Wow paragraph on Bullet Point 2 (Risks/Rewards).

Thanks to Vicky, Georgia and Hope whose last essays (bullet point 2 essay) provided the basis for this wow paragraph on the risk of corruption.

Bo Xilai in court (pic: BBC)


Another risk faced by foreign businesses in China is the risk of operating in an environment where there is deep rooted institutional corruption. This was highlighted by the trial of the senior Chinese politician, Bo Xilai, who was sentenced for life for bribery, corruption and abuse of power in September 2013. The case illustrates that the power of senior Chinese officials is not restrained by the same safeguards that we have in the UK. A free press and democratic elections don’t exist in China and the legal framework is very different to that in EU countries. The risk of corruption is possibly increased by the culture of “Guanxi” (relationships/trust) which can lead to gift-giving on a grand scale.

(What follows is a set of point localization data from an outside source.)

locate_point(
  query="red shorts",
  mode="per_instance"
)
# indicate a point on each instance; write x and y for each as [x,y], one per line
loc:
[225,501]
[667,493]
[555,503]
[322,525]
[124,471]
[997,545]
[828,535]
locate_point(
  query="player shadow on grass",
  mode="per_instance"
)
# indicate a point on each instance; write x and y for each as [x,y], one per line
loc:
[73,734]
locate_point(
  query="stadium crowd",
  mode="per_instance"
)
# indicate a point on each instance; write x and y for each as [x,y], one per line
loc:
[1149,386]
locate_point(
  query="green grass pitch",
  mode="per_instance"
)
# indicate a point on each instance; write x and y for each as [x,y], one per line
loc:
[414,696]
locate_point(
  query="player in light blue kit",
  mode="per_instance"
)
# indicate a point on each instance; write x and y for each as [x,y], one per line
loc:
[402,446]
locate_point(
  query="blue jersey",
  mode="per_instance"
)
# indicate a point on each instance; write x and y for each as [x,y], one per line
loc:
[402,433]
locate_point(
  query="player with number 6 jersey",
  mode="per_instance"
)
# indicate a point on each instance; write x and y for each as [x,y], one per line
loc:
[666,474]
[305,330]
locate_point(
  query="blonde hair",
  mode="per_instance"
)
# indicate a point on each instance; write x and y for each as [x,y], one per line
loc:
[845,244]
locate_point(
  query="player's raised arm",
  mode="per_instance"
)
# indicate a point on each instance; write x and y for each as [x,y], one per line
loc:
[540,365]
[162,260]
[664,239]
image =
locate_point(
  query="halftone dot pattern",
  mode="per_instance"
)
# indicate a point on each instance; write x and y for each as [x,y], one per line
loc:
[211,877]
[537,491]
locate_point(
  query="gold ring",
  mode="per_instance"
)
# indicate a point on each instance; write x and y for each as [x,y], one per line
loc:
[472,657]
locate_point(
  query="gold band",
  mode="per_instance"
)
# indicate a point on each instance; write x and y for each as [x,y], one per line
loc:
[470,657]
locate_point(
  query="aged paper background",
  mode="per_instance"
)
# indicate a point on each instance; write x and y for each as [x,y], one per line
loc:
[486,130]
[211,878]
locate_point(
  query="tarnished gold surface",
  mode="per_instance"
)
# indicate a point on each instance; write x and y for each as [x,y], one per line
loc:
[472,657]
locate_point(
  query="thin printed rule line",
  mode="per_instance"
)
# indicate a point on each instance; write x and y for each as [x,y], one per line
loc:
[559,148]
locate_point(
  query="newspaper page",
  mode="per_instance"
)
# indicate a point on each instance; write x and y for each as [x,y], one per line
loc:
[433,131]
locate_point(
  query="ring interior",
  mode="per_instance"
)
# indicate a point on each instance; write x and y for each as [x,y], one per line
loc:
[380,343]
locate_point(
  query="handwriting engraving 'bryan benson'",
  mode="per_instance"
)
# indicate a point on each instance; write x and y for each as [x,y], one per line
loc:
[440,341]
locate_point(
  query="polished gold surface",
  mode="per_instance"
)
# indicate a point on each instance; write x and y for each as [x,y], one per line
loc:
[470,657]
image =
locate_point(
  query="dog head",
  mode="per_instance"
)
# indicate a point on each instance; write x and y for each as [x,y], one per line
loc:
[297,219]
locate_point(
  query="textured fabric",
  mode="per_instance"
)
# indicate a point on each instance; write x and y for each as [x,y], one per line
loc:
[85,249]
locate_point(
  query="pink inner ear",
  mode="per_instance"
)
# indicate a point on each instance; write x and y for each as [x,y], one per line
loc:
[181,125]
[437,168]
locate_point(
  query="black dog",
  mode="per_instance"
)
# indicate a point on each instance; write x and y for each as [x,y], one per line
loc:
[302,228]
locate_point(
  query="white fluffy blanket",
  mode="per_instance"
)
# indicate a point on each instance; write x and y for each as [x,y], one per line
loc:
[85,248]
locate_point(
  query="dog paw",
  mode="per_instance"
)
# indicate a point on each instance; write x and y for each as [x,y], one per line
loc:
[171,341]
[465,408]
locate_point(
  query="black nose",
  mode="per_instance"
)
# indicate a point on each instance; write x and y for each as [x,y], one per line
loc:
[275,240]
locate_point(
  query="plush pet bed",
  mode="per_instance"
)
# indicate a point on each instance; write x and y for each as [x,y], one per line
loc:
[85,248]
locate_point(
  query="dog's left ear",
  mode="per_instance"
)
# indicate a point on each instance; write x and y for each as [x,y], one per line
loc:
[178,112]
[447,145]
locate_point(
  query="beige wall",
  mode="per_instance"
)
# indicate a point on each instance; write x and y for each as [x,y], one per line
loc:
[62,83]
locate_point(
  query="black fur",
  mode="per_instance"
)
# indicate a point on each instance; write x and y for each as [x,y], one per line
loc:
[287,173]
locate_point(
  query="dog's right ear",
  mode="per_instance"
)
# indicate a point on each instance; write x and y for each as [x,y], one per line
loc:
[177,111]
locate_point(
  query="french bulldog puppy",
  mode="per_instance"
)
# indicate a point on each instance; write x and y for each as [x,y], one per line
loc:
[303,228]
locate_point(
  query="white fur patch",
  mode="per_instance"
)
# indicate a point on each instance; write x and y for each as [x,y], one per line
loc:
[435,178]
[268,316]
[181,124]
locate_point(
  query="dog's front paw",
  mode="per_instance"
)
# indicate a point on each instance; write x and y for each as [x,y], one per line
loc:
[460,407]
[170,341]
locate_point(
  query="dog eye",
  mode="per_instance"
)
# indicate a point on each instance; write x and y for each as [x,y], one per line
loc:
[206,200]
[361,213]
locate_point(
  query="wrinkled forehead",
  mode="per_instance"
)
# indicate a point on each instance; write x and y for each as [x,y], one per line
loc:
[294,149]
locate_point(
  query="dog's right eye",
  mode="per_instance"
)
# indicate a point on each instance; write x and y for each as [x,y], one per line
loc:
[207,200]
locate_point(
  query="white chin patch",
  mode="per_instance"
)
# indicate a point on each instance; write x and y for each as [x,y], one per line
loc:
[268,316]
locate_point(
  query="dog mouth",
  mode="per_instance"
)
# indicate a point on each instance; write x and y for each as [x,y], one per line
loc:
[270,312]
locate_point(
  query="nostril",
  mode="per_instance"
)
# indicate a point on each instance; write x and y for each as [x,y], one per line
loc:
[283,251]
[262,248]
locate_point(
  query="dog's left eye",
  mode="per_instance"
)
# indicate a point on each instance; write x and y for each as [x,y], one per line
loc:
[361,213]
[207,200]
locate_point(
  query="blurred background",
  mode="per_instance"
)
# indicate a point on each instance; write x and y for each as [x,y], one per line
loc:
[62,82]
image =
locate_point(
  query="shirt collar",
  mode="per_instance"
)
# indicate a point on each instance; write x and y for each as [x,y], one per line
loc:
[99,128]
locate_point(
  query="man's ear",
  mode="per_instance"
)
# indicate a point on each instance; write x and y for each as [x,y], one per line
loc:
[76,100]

A recent (2013) example of a UK company which has been caught up in a Chinese corruption scandal in China is GlaxoSmithkline (GSK). The pharmaceutical company allegedly used travel companies to channel £300 million to bribe doctors and officials and has admitted wrongdoing by some of its executives. This led to their sales plunging 61% in July-September 2013 with a negative impact on their brand and profits. There are a good number of other companies which have been caught in the China corruption “trap” e.g. the GSK case has similarities with the improper payments that Avon has been alleged to make in China. The end outcome of being embroiled in such corruption scandals is the risk of financial losses. So in that sense the proposition in the question, i.e. that the risk of financial losses is the greatest one that companies face in China, looks to be sound.